IT Center Help

Sie befinden sich im Service: RWTH High Performance Computing (Linux)

Python

Information

Python is a widespread programming language used in many domains. The availability of many libraries (Python modules, not to be mixed up with our modules system) make it feasible for scientific computing.

Anleitung

Note

For Jupyter Notebook remarks see this page, for TensorFlow as a representative of Python-based DL/AI frameworks see this page.

Python 2 has reached EOL as of 2020-01-01 and migration to Python 3 has been advised since 2008(!). Python2 support may (= will) be dropped with a future upgrade without explicit notice. Migrate your application to Python 3.

Python Provided by the OS Distribution (Linux)

The Linux distribution installed on our systems includes basic Python installations, with "python2" and "python3" readily available in the default environment without requiring conda. While you can use these versions to run your scripts, we highly recommend utilizing the Python versions offered through the module system for optimal performance and compatibility.

Python from the Module System (Recommended)

You can list available Python module versions with the command:

module spider Python

You can also pass a version number to the spider command, e.g., module spider Python/3.10.4.This will tell you which compiler versions a specific Python version is available for. All toolchains built on that compiler version can be used to load that Python module.

After loading a python module, you can install python packages in your personal userspace, i.e. $HOME.

Several Python modules provided via the module system have been built using optimized Math libraries (e.g. Intel MKL, OpenBLAS) which offers a significant speedup compared to generic builds that can be installed using PIP or conda. We recommend using these versions wherever possible.
Install updated versions of preinstalled modules if needed locally as described below by using python3 -m pip install --user --upgrade and friends.

Python Software provided by Containers

For several software packages, e.g.

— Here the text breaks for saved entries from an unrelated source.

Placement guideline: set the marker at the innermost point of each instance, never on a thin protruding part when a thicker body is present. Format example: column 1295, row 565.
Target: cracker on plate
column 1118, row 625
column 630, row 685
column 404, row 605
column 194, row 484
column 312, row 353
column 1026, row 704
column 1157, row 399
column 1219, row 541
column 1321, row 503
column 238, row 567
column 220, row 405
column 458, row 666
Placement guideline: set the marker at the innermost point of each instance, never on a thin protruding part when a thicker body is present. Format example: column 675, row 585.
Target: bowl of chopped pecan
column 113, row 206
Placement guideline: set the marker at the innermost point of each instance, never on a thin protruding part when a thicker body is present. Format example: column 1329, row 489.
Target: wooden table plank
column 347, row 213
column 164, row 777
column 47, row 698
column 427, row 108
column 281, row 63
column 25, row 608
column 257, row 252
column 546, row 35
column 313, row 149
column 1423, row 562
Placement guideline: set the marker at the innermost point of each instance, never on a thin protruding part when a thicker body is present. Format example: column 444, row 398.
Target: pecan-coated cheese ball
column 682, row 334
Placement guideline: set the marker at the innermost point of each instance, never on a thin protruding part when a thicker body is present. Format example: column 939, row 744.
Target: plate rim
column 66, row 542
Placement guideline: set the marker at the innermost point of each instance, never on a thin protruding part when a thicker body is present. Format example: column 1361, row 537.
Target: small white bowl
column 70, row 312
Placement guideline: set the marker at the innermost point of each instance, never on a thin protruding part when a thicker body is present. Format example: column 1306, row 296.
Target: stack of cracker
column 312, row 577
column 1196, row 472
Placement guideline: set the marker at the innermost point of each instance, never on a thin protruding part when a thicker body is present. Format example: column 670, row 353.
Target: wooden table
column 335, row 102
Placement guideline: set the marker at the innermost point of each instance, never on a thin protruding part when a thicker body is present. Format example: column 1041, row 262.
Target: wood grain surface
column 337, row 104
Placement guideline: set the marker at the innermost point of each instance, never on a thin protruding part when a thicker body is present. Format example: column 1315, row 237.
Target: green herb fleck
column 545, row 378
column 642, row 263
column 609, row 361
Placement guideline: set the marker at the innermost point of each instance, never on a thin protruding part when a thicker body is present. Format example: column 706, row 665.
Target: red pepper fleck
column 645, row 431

TensorFlow, PyTorch and others, we provide prebuild and optimized Apptainer containers, that also comprise the required and dependent software packages. It is also possible to to construct custom containers that can be shared with e.g. team members.

Python via Custom Virtual Environments

If you have very specific requirements or want to use different version of Python packages or software that is not provided by the previous solutions, you are free to install your own Python version or construct custom user-specific virtual environments. Common approaches for that include

IMPORTANT: Due to the current license model of Anaconda and issues that would arise when using Anaconda packages on our systems, we blocked all Anaconda package repositories in our firewall.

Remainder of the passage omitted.